A class diagram contains all the roles - they're the lines between the
classes. :)
Look at it this way... if an object has a particular association role that
it needs filled, and there is more than one kind of object that can fill
that role, then presumably those objects must all implement a certain
interface, right? You need to create a Specialist for that interface.
In other words, there is usually one Specialist per collaboration interface
-- which is NOT a one-to-one mapping with classes, since some classes may
implement multiple interfaces, and some classes may all implement the same
interface.
>I can solve some of it by subclassing ZClasses. So, if I need
>Customers and Resellers, I'll make a Specialist for each, and a
>Customer and Reseller ZClasses, both subclassed from Person which
>stores common properties for a person. This part is ok.
What *role* do Customer and Reseller objects play in your system? It
sounds to me like perhaps they play the role of "thing that places orders"
or "thing that orders are shipped to". Depending on your application's
functions, you could need as many as FOUR specialists:
Customers
Resellers
BillableEntities
ShippingDestinations
Where the latter two specialists would contain a pair of Racks that mapped
back to the Customers and Resellers specialists, respectively.
>But it gets
>more complex than that. Take this example: Every OrderLineItem object
>can have one or more Payment objects associated with it. There are 3
>possible payment types - Check, Charge and BankDeposit, so I make a
>ZClass for each one, all subclassed from a general Payment ZClass. I
>create one Payments Specialist with 3 Racks. Where do I store methods
>that are specific to one payment type? In the Rack? I can't store
>them in the Specialist - it would be a mess, and I can't store them
>in the ZClass, because the ZClass doesn't know about the rest of the
>application.
Huh? What do you mean by "methods that are specific to one payment type"
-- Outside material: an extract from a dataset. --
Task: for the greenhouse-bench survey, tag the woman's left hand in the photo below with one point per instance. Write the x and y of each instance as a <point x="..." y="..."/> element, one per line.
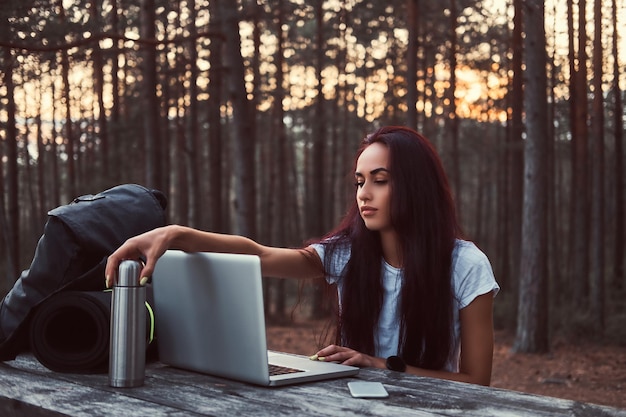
<point x="347" y="356"/>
in this context? What do payments do that requires knowledge of the rest
of the application? If it's a problem-domain method, it belongs in the
ZClass.
>Actually, writing this down makes me realize that it
>could work... would Payments.getItem(some_payment_id).someMethod()
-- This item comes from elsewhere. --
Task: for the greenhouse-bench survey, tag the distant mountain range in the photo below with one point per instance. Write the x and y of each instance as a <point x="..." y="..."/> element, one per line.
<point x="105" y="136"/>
>call someMethod in the Rack if one exists, and the one in the
>Specialist if not?
No. DataSkins acquire only from the Specialist, not the Rack. However,
you can use ClassExtenders in the Rack to provide methods to an object.
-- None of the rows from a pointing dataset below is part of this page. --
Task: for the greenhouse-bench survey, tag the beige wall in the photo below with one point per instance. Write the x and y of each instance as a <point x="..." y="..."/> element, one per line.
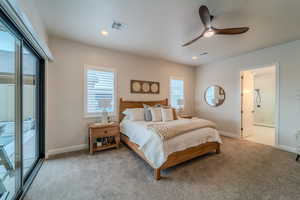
<point x="30" y="10"/>
<point x="226" y="73"/>
<point x="65" y="115"/>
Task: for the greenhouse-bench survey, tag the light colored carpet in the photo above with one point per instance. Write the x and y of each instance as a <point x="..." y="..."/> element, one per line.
<point x="244" y="170"/>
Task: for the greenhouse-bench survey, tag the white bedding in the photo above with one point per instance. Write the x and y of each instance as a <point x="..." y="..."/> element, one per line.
<point x="156" y="150"/>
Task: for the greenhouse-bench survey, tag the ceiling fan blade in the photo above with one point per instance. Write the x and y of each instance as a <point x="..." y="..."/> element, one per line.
<point x="194" y="40"/>
<point x="230" y="31"/>
<point x="205" y="16"/>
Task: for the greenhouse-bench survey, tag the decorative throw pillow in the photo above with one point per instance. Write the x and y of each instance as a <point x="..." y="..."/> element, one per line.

But you *can't* override methods that already exist on the ZClass. This
should not ordinarily be an issue since you should only be doing problem
domain methods on your ZClasses anyway, and there should be no need to
override them.
>Another problem I'm having is how to store id's for different objects
>in the the same field. In the Payments example above this is not a
>problem, because all payments are supplied by the Payments
>specialist. But what about another example - Customers and Resellers
>are two totally different roles, so they each get a Specialist. the
>Payment object has from_id and to_id fields, and each of those can
>hold the id of a customer or reseller, or some special code to
>indicate the store. I could add from_type and to_type fields, or I
>could prefix the id with a code letter, but neither seem like a good
>solution. Is there a recommended approach for solving this problem?
See above, where I mention BillableEntities and ShippingDestinations.
Having only one specialist per role means that you never have to worry
about ambiguous identities.
Please note, however, that at this stage of design you shouldn't be looking
at how the references are going to be stored. At the abstract design
stage, you would just have "Payor" and "Payee" attributes that are the
actual related objects. When you write your SkinScript later, you can set
up how the linkages work, using ID fields, or SQL columns, or whatever.